Open QinghangHong1 opened 3 years ago

QinghangHong1 commented 3 years ago

Hello, thanks for your great work. I am trying to train yolov4 on coco2017 from scratch with your code. 1. I found that there is no "subdivision" in your code. Could you clarify why you do not use subdivision in this case, please?

  1. I commented out your code on loading pretrain weight and turn off the block on freeze backbone. And I am using Tesla P100 with 16G memory. With image size 608, batch size greater than 16 will cause OOM. Is it normal? Thanks a lot for your help!
bubbliiiing commented 3 years ago
  1. I don't know much about "subdivision". Can you explain it.
  2. I don't have a graphics card larger than 16GB, but when the batch is 16, oom should be normal. After all, the input is 608
QinghangHong1 commented 3 years ago

Thanks for your reply.
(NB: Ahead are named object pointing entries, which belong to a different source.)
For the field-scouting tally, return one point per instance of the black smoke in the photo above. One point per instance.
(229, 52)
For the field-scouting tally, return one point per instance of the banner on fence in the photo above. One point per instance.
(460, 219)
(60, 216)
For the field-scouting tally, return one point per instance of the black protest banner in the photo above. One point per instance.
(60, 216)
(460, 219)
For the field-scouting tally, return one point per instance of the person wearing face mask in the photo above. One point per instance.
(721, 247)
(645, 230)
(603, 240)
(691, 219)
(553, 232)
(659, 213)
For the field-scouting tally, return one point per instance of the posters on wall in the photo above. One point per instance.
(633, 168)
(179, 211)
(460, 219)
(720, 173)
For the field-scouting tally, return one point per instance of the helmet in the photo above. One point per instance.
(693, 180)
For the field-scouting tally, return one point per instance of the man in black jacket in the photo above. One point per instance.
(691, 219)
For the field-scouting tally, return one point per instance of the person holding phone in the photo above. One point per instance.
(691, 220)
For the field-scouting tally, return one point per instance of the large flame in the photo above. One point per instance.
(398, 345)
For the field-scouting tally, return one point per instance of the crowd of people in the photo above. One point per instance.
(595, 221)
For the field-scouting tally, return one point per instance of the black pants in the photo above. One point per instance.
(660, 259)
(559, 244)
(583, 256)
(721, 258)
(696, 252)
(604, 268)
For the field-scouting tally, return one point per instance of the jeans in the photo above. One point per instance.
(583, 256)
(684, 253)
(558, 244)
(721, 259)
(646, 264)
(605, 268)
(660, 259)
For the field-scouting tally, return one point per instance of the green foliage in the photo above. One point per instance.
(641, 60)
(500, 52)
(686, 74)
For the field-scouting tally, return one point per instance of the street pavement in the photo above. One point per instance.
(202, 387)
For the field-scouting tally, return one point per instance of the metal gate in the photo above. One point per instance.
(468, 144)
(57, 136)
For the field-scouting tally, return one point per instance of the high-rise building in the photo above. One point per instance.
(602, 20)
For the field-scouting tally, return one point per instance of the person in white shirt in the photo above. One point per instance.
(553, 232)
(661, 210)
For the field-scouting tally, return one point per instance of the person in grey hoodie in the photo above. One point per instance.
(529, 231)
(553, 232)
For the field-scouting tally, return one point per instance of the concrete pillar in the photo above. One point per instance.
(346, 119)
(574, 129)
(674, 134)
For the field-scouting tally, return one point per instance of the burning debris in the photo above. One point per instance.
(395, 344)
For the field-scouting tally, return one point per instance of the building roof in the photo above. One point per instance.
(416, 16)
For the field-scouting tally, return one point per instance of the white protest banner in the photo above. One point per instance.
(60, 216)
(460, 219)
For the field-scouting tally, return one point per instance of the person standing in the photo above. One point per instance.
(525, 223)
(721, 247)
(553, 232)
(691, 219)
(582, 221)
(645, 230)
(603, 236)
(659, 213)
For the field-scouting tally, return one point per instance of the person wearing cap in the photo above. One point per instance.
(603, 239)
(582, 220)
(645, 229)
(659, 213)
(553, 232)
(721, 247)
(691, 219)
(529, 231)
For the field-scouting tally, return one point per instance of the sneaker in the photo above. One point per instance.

Subdivision is a mechanism to allow larger batch size with small GPU. For example, with batch size=128 and subdivision=4, the GPU processes 32(batch_size/subdivision) images per step, but actually does gradient backward every 4 steps(subdivision), which is basically equivalent to using batch size of 128 but you don't need such a big GPU.

I found this post explaining it. https://github.com/pjreddie/darknet/issues/224. Hope it is clear. Thanks.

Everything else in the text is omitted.